Abi confided: “I first started getting bullied in primary school. It all centred around my weight, because I used to be quite big.
“My full name is Abigail and the other children used to call me ‘ABI-WHALE’, which was very hurtful.
“My family are prone to putting on weight unless we exercise, even if we eat healthily, so I was big.
“I used to stand and look in the mirror and cry very often. I used to see my reflection and wrongly think, ‘You look disgusting.’
“There was this group of girls who were very bitchy towards me, but it was boys too.
“When someone is different because they are overweight, some people can’t handle it and they don’t understand that the person is not a weirdo.”
Looking at Abi’s sunny demeanor today it is hard to imagine her as a shy and overweight child.
She is a confident young woman who is launching a new pop career after teaming up with song-writer Rob Davies, who’s previously helped to turn Kylie Minogue and Sophie Ellis-Bextor into household names.
Abi says music helped her through the difficult times because she could channel all her negative feelings into songs.
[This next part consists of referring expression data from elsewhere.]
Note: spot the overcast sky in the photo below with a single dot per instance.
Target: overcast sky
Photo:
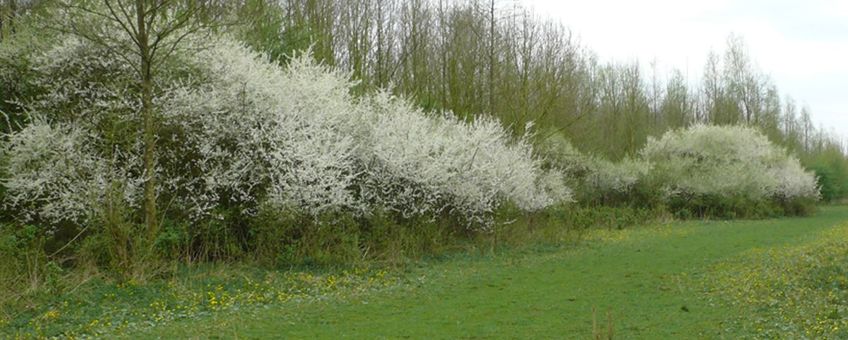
(801, 44)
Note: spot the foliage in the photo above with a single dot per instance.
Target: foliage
(831, 170)
(724, 166)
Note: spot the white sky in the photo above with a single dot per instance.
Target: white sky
(801, 44)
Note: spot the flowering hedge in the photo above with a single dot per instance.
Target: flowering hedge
(238, 131)
(730, 162)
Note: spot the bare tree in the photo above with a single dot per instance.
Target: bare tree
(144, 33)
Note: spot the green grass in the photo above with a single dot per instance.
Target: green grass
(680, 280)
(649, 280)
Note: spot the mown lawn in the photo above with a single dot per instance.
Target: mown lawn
(655, 282)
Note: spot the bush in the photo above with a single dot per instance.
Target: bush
(597, 180)
(238, 134)
(727, 171)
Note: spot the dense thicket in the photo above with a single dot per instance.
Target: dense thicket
(415, 123)
(489, 56)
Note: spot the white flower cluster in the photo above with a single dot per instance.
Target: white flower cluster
(728, 161)
(596, 176)
(241, 131)
(615, 177)
(54, 174)
(417, 163)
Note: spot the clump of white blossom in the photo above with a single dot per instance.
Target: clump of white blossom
(728, 161)
(593, 175)
(237, 130)
(417, 163)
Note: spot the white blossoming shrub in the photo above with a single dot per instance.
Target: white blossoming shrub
(417, 163)
(615, 180)
(726, 165)
(237, 131)
(254, 131)
(56, 176)
(596, 180)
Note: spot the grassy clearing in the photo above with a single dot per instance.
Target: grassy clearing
(665, 281)
(648, 280)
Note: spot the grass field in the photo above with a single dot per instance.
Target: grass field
(694, 279)
(655, 282)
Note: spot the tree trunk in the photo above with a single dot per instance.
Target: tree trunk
(148, 132)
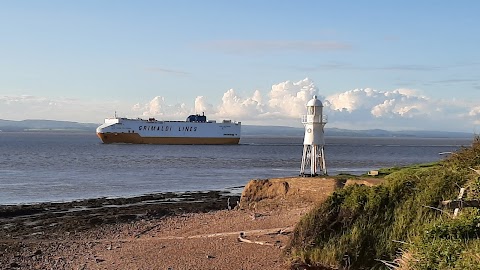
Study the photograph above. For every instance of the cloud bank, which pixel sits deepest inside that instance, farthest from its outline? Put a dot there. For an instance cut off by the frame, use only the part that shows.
(282, 104)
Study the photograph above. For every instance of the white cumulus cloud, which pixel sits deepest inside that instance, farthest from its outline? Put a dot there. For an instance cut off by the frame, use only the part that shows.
(282, 104)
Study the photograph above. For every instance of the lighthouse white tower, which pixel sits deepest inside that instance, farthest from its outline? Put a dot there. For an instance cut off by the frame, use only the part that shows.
(313, 159)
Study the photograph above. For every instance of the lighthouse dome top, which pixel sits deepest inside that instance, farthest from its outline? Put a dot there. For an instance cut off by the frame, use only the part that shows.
(314, 102)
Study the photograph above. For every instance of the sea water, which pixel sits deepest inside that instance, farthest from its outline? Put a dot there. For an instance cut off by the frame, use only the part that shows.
(53, 166)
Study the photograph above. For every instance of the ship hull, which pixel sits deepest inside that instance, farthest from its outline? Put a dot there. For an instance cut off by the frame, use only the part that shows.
(135, 138)
(139, 131)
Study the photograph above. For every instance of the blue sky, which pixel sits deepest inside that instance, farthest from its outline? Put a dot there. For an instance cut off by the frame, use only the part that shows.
(382, 64)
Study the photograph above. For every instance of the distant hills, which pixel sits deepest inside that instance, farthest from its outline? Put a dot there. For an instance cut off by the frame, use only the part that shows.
(247, 130)
(45, 125)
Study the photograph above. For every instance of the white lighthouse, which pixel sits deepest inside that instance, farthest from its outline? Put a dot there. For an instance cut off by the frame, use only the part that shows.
(313, 159)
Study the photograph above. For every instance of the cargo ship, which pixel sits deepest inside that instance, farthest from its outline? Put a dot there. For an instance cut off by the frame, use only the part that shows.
(194, 130)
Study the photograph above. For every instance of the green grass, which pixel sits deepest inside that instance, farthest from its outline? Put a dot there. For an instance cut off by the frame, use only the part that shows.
(357, 226)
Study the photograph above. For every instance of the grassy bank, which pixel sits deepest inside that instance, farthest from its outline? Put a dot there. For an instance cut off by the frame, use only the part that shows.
(398, 223)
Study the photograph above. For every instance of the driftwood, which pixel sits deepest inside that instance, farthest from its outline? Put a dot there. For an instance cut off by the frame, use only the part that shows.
(241, 237)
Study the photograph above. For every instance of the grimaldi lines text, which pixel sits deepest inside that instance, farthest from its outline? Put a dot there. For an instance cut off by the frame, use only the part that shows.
(194, 130)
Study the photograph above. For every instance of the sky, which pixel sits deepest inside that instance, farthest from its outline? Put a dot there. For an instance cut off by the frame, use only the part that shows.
(395, 65)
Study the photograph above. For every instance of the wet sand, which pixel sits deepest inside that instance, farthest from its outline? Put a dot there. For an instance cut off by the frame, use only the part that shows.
(197, 230)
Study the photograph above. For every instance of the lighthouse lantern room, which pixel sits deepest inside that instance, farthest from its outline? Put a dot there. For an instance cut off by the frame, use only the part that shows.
(313, 159)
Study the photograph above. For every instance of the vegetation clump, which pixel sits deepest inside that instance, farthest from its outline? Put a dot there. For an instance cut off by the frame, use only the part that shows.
(398, 224)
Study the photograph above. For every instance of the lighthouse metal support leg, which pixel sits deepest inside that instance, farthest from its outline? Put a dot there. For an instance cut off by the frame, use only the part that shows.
(313, 158)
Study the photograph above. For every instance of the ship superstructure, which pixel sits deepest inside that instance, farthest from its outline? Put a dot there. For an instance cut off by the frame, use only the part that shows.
(194, 130)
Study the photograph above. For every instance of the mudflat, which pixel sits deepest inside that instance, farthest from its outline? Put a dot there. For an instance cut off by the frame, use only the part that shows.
(193, 230)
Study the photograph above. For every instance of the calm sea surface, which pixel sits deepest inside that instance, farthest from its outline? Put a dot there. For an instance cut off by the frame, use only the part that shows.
(42, 167)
She has been performing since the age of 13 with the support of her mum and dad.
Abi has now written a song about bullying with the help of her bass guitarist Ben Drummond to help kids who are being bullied get through the hard times.
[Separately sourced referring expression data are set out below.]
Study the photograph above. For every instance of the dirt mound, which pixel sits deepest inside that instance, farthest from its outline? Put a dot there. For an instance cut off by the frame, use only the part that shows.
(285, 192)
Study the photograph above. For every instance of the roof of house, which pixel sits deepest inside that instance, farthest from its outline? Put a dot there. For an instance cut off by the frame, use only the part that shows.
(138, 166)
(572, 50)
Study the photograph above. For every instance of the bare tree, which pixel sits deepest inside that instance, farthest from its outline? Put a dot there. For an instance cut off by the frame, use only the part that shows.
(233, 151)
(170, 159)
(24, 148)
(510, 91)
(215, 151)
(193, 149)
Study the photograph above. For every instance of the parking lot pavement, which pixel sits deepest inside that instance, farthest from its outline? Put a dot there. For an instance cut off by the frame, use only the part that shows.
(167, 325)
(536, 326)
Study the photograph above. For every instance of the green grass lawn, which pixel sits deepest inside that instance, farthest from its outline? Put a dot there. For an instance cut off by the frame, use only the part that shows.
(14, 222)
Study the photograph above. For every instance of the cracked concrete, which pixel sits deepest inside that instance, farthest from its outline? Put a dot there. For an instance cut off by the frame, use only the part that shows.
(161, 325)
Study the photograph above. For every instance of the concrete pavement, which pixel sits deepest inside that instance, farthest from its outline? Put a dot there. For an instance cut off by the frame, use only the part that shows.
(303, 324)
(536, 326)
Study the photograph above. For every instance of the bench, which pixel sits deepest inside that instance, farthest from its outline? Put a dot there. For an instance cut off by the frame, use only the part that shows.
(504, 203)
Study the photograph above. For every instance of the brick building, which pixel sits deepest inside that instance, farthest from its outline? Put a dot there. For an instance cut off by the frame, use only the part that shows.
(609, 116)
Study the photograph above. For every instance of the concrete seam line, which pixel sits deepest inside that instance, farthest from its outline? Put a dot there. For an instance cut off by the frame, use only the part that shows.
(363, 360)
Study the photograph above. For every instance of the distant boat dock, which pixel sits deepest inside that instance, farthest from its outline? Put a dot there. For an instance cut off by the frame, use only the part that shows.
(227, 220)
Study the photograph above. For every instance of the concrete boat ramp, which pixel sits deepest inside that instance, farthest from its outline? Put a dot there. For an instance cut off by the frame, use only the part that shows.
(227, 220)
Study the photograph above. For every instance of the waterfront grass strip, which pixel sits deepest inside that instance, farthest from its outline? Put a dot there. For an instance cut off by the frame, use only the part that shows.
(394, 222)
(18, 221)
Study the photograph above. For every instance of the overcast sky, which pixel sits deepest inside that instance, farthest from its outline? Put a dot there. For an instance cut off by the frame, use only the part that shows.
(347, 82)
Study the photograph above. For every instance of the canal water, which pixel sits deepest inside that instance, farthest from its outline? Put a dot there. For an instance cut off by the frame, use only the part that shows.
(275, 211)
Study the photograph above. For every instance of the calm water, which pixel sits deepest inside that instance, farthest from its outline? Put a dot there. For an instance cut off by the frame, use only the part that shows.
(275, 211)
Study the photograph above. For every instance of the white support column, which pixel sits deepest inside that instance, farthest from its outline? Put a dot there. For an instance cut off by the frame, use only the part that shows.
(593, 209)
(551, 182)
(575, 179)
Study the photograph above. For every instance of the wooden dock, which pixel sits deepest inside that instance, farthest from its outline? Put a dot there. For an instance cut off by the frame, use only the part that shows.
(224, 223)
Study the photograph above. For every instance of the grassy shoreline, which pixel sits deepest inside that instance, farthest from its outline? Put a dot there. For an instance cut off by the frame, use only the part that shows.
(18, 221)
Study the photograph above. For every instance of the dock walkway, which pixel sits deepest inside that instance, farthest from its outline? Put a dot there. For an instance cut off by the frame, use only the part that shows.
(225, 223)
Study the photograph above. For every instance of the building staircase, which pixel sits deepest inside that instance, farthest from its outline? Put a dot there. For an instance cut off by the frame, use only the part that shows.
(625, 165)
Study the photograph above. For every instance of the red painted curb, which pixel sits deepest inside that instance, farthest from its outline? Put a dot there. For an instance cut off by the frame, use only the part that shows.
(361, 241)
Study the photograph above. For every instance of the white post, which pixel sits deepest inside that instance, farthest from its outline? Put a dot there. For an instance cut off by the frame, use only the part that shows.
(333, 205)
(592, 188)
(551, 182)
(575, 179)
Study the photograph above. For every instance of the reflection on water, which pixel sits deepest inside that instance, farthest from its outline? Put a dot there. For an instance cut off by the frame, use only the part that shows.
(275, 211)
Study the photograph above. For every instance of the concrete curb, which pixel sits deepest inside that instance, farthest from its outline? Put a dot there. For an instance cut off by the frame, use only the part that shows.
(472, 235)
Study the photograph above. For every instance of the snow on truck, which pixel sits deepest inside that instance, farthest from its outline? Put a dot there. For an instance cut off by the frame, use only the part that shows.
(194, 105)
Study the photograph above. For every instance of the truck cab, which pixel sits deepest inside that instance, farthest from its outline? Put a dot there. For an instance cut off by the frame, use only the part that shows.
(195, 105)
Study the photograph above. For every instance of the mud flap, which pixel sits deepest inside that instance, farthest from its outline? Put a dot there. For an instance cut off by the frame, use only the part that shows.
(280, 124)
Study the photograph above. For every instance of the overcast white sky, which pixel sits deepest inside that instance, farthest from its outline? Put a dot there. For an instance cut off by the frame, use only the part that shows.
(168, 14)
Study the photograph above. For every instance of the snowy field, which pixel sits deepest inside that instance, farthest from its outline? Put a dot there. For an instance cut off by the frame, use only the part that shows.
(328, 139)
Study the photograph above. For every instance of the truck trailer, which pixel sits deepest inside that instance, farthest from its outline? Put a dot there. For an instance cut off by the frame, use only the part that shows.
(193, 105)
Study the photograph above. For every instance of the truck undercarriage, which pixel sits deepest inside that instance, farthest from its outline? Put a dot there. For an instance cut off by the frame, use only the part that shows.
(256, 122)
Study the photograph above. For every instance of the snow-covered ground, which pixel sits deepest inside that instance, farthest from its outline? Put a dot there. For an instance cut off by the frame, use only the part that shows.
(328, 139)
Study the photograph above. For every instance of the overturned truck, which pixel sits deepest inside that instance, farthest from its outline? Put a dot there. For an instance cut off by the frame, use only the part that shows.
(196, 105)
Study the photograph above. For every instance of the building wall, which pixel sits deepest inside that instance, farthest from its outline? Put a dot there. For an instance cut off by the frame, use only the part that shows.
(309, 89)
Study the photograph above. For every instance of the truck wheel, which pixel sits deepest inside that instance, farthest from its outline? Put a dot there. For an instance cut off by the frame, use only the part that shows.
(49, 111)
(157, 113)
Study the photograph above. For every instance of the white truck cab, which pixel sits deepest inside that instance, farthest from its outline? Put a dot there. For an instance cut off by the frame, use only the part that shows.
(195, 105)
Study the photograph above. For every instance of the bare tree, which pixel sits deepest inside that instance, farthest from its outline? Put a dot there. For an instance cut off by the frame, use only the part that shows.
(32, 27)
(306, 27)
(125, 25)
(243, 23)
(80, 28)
She will also be campaigning against bullying at a local school near her home in Birmingham, West Midlands, where she will give a talk to pupils.
“I think bullying has made me the person I am today because coping with it makes you stronger,” she says. “As an actress and a singer you have to get used to rejection. Singing also gave me an opportunity to get dressed up and feel good about myself.”
Abi says bullying does not have to be physical for it to have a devastating effect.
Abi was attacked by older girls when she was 12, but most of the abuse that she suffered was psychological – and it began with the name calling in primary school.
Abi, whose dad runs a hairdressing business, said: “I told my parents about it, but because it wasn’t physical they said the best thing to do was not to give them a reaction, because that would only fuel it.
“It carried on for a good few years until about middle of year eight when I couldn’t take it any more, so I decided to try and lose weight by not eating.
“In the mornings I’d say that I didn’t have time to eat any breakfast. My mum used to make me lunches, but I’d get to school and throw them in the bin.
“I did it for a good couple of weeks. I used to eat quite a bit when I was bigger and the dramatic change in diet shocked my body.
“It made me feel terrible and I caught this horrible bug. I was ill for about three weeks. I couldn’t swallow and I was in a terrible state because when you don’t eat your immune system goes to pot.
“It was only for a short period. I wasn’t anorexic: I just wanted to lose some weight.
“Thankfully, I got better very quickly and I started to go running with my mum and I began to get slimmer.”
Ironically, the bullies then targeted Abi for changing her appearance.
“Girls started calling me names. So I got bullied throughout my school life and in the end I couldn’t wait to leave.
“In school, I was always left out of any group activities. They used to plan things in front of me and ignore me. It was another thing to make you feel crap about yourself.
“There was this one occasion in particular that I can remember that really hurt me.
“I was with a group of girls and we’d all promised that we’d take part in a Duke of Edinburgh awards scheme by going camping together in Wales.
“I was really looking forward to it. Then on the deadline day of handing in the names of the people they told me I wasn’t wanted in their group.
“I was just like ‘Oh my God, I am not friends with anyone else I can’t find another group in time.’ So I ended up not going.
“I was really upset. I went to the toilets on my own because I hated it when anyone saw me crying.
“I just wanted someone to talk to, so I told my sister who confronted them and told them they were mean.
“Afterwards they surrounded me in the corridor and they wouldn’t let me out at the end of school. They were really aggressive and I thought they were going to hit me.
“It affected my confidence. In the mornings I was terrible and I used to pretend I was ill, so I didn’t have to go to school. Sometimes I would just cry and say I was too scared. My attendance was appalling.
“I even got bullied when I was outside of school at dancing classes.
“A girl spread malicious rumours that were untrue. She said that I was a lesbian and that I was taking pictures of them and putting them on my bedroom wall.
“It was almost laughable, like how did you even think of that? But people wouldn’t get changed near me.”
Thankfully, with the support of her mum and her sister Jess, Abi has eventually emerged from her ordeal as a stronger person – and is now throwing herself into music.